2.7 O ensaio sobre a cegueira

O leitor da livraria envolve-se de tal forma com o livro de Saramago que começa a se perguntar como se comportaria no caso de também ele vir a cegar. Esse leitor anda pela cidade aflito. Ele para mais detidamente no sinal de trânsito, evita os consultórios dos oftalmologistas, decide não mais frequentar os quartos dos hotéis. Acorda todas as manhãs e deixa-se ficar por um tempo com os olhos fechados, com medo de ter-se contagiado pela leitura do livro. Anda obcecado com a visão e já contempla a hipótese de evitar os excessos. Visita pouco a internet, recusa-se a ler todos os cartazes na rua e tem tentado seguir sua vida, evitando a poluição visual.
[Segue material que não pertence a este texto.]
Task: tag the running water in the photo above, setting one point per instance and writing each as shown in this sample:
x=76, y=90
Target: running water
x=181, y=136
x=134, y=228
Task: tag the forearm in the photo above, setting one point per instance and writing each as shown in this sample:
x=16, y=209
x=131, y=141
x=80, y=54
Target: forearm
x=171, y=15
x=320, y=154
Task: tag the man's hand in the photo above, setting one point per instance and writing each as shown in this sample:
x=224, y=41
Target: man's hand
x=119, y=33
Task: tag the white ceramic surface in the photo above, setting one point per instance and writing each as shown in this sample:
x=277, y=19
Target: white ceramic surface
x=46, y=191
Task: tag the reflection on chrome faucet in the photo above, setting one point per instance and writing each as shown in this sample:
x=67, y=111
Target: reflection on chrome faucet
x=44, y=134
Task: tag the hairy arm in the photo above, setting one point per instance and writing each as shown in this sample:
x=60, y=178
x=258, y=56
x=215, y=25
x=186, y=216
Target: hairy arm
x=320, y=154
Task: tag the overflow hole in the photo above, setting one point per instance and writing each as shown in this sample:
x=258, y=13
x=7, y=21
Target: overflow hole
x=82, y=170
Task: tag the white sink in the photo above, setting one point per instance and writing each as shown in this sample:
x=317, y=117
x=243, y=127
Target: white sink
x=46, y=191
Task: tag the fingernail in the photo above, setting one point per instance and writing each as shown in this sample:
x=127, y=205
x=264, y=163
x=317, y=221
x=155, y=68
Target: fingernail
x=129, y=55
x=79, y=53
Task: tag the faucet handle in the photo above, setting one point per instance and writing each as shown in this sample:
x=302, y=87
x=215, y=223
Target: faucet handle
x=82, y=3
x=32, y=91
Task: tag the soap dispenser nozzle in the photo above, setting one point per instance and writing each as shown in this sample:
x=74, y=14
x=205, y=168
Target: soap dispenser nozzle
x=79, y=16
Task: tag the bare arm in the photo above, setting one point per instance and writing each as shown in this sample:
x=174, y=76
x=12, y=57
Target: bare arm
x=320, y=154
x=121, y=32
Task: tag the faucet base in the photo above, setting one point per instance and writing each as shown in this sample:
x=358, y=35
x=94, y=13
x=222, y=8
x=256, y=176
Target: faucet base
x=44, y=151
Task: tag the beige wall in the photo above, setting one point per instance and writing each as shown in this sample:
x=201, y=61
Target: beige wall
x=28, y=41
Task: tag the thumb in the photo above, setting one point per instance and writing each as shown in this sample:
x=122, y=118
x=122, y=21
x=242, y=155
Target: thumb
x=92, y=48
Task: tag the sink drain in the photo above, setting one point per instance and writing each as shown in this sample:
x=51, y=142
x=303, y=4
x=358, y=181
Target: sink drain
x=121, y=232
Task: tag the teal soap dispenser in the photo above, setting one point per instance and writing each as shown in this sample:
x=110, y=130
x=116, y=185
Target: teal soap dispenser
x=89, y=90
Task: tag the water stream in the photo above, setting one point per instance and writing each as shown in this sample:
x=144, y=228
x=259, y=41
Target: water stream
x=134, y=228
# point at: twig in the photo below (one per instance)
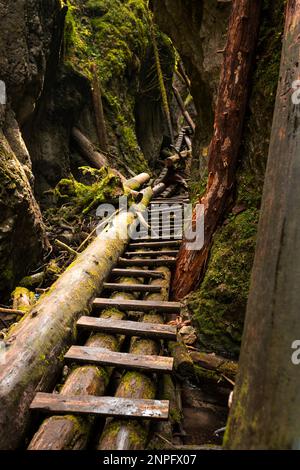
(11, 311)
(65, 247)
(165, 440)
(102, 224)
(228, 380)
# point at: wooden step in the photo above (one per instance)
(158, 244)
(101, 406)
(145, 273)
(103, 357)
(152, 253)
(138, 305)
(131, 287)
(147, 262)
(166, 210)
(129, 328)
(171, 238)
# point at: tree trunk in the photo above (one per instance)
(184, 111)
(88, 150)
(32, 355)
(98, 108)
(266, 407)
(225, 144)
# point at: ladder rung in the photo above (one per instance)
(103, 406)
(145, 273)
(103, 357)
(152, 253)
(138, 305)
(147, 262)
(154, 244)
(129, 328)
(176, 237)
(131, 287)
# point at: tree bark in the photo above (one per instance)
(98, 108)
(32, 355)
(225, 144)
(185, 113)
(88, 150)
(266, 406)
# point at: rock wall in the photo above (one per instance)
(47, 51)
(198, 29)
(27, 33)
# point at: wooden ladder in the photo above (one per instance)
(139, 261)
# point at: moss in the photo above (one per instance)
(137, 434)
(134, 383)
(112, 35)
(105, 186)
(219, 304)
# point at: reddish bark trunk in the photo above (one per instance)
(225, 144)
(266, 408)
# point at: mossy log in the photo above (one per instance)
(265, 412)
(71, 432)
(87, 149)
(23, 299)
(183, 362)
(218, 364)
(130, 435)
(33, 351)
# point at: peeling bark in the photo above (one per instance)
(225, 144)
(267, 376)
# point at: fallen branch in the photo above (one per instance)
(185, 113)
(31, 358)
(65, 247)
(11, 311)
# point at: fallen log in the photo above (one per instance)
(71, 432)
(265, 412)
(185, 113)
(132, 435)
(183, 362)
(31, 358)
(23, 299)
(98, 109)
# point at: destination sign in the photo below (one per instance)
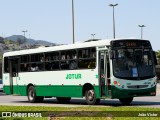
(130, 43)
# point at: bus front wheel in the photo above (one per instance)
(32, 98)
(126, 101)
(91, 97)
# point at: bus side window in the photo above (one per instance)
(6, 69)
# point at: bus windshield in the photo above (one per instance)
(133, 63)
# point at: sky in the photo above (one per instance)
(51, 20)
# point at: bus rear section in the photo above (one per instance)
(133, 67)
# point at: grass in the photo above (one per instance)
(111, 113)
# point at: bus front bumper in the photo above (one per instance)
(123, 93)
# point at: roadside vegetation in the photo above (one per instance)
(84, 113)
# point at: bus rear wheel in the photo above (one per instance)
(126, 101)
(63, 99)
(91, 97)
(32, 98)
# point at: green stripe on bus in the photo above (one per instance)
(52, 91)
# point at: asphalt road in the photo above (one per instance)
(153, 101)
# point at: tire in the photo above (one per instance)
(126, 101)
(63, 99)
(32, 98)
(91, 97)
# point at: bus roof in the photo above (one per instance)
(105, 42)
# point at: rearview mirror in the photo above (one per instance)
(155, 58)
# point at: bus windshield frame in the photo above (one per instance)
(133, 62)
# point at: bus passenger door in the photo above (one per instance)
(13, 64)
(103, 73)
Tem tentado ler outros livros, pensar na utilização correta dos elementos naturais, já está misturado com os discursos contemporâneos, mas teme, e o temor tem sido seu amigo constante. Teme especialmente por não saber se está lendo adequadamente. Teme não compreender tantas máximas e recusa-se a terminar a leitura.

O leitor da livraria compra outros livros, viaja, distrai-se com a vida que reclama ser vivida. Abandona a leitura e acaba por esquecer o texto. Apaixona-se por outros temas, passa a ser espectador assíduo de peças teatrais, de espetáculos de dança, de shows de MPB e de samba. Vai ao cinema, diverte-se com pipocas, interessa-se por cartas de vinhos. Uma noite, ao retornar à casa, fecha a porta atrás de si e cai num mar de leite.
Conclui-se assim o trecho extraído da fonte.